Extended thoughts, in my typical laundry list format:
-There was a point where I stopped thinking of Daniel Day-Lewis as playing Lincoln and started thinking of him embodying Lincoln. I can absolutely believe that this "version" of the man is the one who existed. I especially LOVED that Spielberg, Kushner and Day-Lewis weren't afraid to show him at weak moments, such as when he loses his temper at Mary, admitting he doesn't know what the future will bring, or slapping Robert.
-The supporting cast is of course excellent from top to bottom. Sally Field does some of her best work in YEARS as the multifaceted Mary Todd Lincoln; I especially love the scene where she talks to Thaddeus Stevens at the party, and we see that she could be just as politically savvy as her husband. David Strathairn is one of my favorite actors, so to see him get such a plum role as Seward is fantastic, and he nails every moment. Tommy Lee Jones easily has a lock for Best Supporting Actor as the hilarious, passionate Stevens, although his best scene might be his very last one ("Read it to me again, m'love"). The aforementioned Spader-Hawkes-Nelson trio is magnificent, and I love their little bluegrass theme that pops up on the soundtrack. Joseph Gordon Levitt's best scene is his reaction to the dumped pile of severed limbs and the conversation that follows. Actors with smaller but crucial roles like Bruce McGill (his reaction to Lincoln starting up another story is one of the biggest laughs in the movie), Jackie Earle Haley, David Oyelowo, S. Epatha Merkerson, Jared Harris and Michael Stuhlbarg fill out their scenes wonderfully.

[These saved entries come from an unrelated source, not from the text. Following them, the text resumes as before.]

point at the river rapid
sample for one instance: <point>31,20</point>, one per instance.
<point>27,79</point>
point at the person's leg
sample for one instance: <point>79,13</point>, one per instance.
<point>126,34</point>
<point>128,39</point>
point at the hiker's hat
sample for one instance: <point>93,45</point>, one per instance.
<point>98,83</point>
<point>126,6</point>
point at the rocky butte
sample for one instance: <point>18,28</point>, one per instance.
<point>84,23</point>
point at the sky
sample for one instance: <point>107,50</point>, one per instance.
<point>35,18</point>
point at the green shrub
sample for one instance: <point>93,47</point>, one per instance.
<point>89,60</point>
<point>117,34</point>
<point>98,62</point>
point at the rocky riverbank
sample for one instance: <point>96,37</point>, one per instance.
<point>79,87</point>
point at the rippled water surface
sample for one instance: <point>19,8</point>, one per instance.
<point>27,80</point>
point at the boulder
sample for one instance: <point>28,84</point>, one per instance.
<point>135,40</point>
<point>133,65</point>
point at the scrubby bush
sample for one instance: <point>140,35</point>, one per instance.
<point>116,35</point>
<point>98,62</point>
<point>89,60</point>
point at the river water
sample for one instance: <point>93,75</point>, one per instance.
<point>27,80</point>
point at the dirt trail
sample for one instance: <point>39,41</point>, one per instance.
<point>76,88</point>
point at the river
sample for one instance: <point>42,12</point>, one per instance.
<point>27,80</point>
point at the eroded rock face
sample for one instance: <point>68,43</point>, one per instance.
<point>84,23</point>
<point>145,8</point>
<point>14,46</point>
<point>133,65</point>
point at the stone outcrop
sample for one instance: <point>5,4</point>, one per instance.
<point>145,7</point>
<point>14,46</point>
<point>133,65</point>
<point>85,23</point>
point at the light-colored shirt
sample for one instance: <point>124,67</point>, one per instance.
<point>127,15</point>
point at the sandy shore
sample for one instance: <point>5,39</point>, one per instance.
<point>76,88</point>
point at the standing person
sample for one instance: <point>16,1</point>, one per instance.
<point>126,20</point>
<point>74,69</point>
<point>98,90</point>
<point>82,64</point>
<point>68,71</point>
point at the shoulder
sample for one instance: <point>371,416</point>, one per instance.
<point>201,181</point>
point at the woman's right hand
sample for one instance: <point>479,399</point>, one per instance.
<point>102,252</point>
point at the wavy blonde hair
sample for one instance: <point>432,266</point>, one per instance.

-It is also, as always, lovely to see Hal Holbrook, although he's either put on a lot of weight since Into the Wild or is wearing a very convincing fat suit. His presence is also a sly in-joke considering Holbrook's history of playing Lincoln in other works.
-Kushner's script is quite excellent, although I don't know how it compares to his last Spielberg collaboration since I never saw Munich (should I? I've heard mixed things). I like how he incorporates famous quotes and speeches in a non-showy manner, for instance, and his way of showing Lincoln's character through action and words is very keenly done.
-Much like with Schindler's List, Spielberg's usual grandiose touches are almost completely absent. I was particularly impressed with how much tension he managed to wring out of the central conflict even though I already knew how the story ended. That, to me, is a sign that you still know what you're doing. And this is the best-looking Kaminski collaboration since, I dunno, Minority Report (didn't see War Horse yet either)? I've never bagged on Kaminski as much as some, but he's certainly had his off days. But Lincoln is quite a lovely film, even when it's ugly like in the opening, grueling battle scene.
-I too thought the movie could have ended when Lincoln is walking to the theater... but then we wouldn't have Sally Field's reaction to his death, and I don't know that I'd trade that for anything.